Touchstone TV Pedowitz's sole focus
EmptyAfter wearing two hats at Touchstone Television and ABC for nearly three years, Mark Pedowitz is relinquishing his responsibilities at ABC to focus solely on his duties as president of the Touchstone TV production unit.
Pedowitz, a 15-year veteran of ABC, will no longer serve as executive vp of ABC Entertainment Television Group. His responsibility for overseeing business affairs functions for ABC Entertainment, ABC Daytime and SoapNet will be assumed by Jana Winograde, executive vp of ABC Entertainment, who has worked under Pedowitz for the past decade.
Pedowitz was promoted to the executive vp post at ABC Entertainment in 1999. He was given the additional responsibility as president of Touchstone in April 2004. Pedowitz had reported to Anne Sweeney, president of Disney-ABC Television Group, in both of his realms. With the shift, Winograde will report to ABC Entertainment president Stephen McPherson and Brian Frons, president of daytime at Disney-ABC Television Group.
The handover of Pedowitz's ABC responsibilities comes as Touchstone TV is in the midst of its most prolific season ever, with 19 series spread among multiple broadcast and cable networks. Pedowitz noted that the studio's production expenditures alone have climbed from about $400 million three years ago to about $1.1 billion this year. Touchstone also has been moving into uncharted production territory with original programming developed for mobile phones, online distribution and other emerging platforms that weren't even a factor when Pedowitz first took on the dual role at ABC and Touchstone.
"This is a good thing. It's a testament to what everyone has built up at the studio," Pedowitz said. "Jana is terrific and well-regarded in the community. ... We figured with the new year coming and the studio moving into pilot season, why not make the change now?"

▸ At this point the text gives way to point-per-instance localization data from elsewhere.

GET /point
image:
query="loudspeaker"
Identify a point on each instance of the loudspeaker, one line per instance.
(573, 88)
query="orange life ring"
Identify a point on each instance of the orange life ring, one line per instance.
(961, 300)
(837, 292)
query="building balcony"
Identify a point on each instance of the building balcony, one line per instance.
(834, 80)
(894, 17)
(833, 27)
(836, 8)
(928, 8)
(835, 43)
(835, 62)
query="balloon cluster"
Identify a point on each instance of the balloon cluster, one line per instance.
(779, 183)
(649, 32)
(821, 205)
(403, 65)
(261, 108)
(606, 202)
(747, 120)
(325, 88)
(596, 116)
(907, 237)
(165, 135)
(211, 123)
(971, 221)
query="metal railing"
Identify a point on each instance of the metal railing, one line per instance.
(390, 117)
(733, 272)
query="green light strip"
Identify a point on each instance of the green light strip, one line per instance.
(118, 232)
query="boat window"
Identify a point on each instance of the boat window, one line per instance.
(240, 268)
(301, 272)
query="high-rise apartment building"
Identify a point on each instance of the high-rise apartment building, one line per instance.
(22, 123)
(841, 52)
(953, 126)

It's no secret in industry circles that Pedowitz and McPherson have butted heads at times on network and studio matters. ABC insiders downplayed the suggestion that Pedowitz's move out of a direct management role at ABC was prompted by strains between the two executives. Winograde already had been handling the lion's share of ABC business affairs responsibilities as Touchstone demanded more and more of Pedowitz's attention, sources said. Industry sources also noted that tension between network and studio executives is par for the course in the high-stakes world of primetime, particularly among networks and studios that share common ownership.
For the Walt Disney Co., sources said the larger concern was that Pedowitz's dual role created an awkward structure for the network and studio units.

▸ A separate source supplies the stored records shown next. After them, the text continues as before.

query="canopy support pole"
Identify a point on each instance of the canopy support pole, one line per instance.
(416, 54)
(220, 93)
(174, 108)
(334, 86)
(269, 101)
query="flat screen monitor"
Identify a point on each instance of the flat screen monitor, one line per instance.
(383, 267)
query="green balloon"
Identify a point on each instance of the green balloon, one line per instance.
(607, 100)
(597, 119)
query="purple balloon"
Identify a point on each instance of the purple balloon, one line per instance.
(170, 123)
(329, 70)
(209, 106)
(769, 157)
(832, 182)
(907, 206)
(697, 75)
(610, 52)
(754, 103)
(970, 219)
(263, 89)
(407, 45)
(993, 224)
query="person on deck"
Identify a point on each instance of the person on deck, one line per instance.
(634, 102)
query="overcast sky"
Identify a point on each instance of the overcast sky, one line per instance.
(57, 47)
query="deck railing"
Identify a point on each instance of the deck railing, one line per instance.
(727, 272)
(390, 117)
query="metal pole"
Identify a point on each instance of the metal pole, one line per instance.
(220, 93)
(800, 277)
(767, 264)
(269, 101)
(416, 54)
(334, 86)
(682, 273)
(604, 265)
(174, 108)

Winograde said the significant impact of Pedowitz's shift out of ABC will be to provide "clarity" to the industry about who has the final responsibility for business matters at the network. "It was always clear to us on the inside what our roles were, but it was less clear to people on the outside," she said. "This now gives me the ultimate say and responsibility in the business affairs area. I'm lucky to have been trained by Mark. Nobody could be in a better position than I am now to have had a mentor like him."
Winograde joined ABC in January 1994 as an assistant general attorney, litigation and employment practices. She quickly rose through the ranks and was named director of business affairs and contracts in August 1996. She was most recently upped to executive vp business affairs in February 2005.